The standard definition across the board is something to the effect of "a style in which elements are presented in the simplest possible form"
My question is how do we define "elements".
Compare: http://nytimes.com/ with http://alistapart.com/
Both sites have little excess visual graphics -- both clean and ensure the article content is front-and-center.
Are elemnts the text, the boxes of text, the artistic visual frame, the logo, the footer; is it everything? What would make the two sites more minimalist? Two links, "Read articles" and "Everything other than reading articles"? Those two questions with no visual branding, no excess elements -- is that true minimalism? Both sites has very little excess with regard to visual elements present only for aesthetics. Wouldn't true minimalism be a logo mark on a page with links to the major sections of the site? Why diplay article heads and teasers? Why display the filter of article topics? Why display photos to compliment articles we havn't read yet? If we are thinking like minimalist!
If your answer is to find a balance -- then is that no longer true minimalism? Can a site like NYTimes.com ever be truly minimalist? Isn't thier excess of content and their inability to break that content down in fewer than three dozen sections defeat the purpose? While the content is better organized by breaking up 'World news' and 'US news' or 'Business news' and 'Arts and Entertainment', doesnt this now clutter that which is just 'news'. Wouldn't a truely minimalist news site only have 'news'? -- isnt that the simplist possible form?
I am not saying one way or anther -- just really curious how the web can even define minimalism -- seems almost impossible. Minimalism on the web is almost unproductive. This is true minimalism, but it does nothing.
I think the term "minimalist" in web design is normally applied to presentation and not content.
I agree with your point but have worked with some companies that make me disagree to an extent.
This is a site that makes me cry as a designer, firehouse.com. It is minimalist with respect to presentation over content.
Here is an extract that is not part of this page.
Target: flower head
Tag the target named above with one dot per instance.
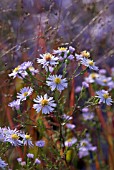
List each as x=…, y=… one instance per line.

However, it is the inability of the staff to organize their content in a meaningful and coherent manner that I believe makes this a poor case for minimalism. The site is so unorganized and cluttered that it is the content that adds to its unminimalist style.
A question to the group:
Does anyone have a checklist of sorts that a site could be run against to end the question of "is this or is this not minimalist"?
The only reason I ask is becuase "minimalism" seems like a rather dificult thing to pin-point with regard to web design.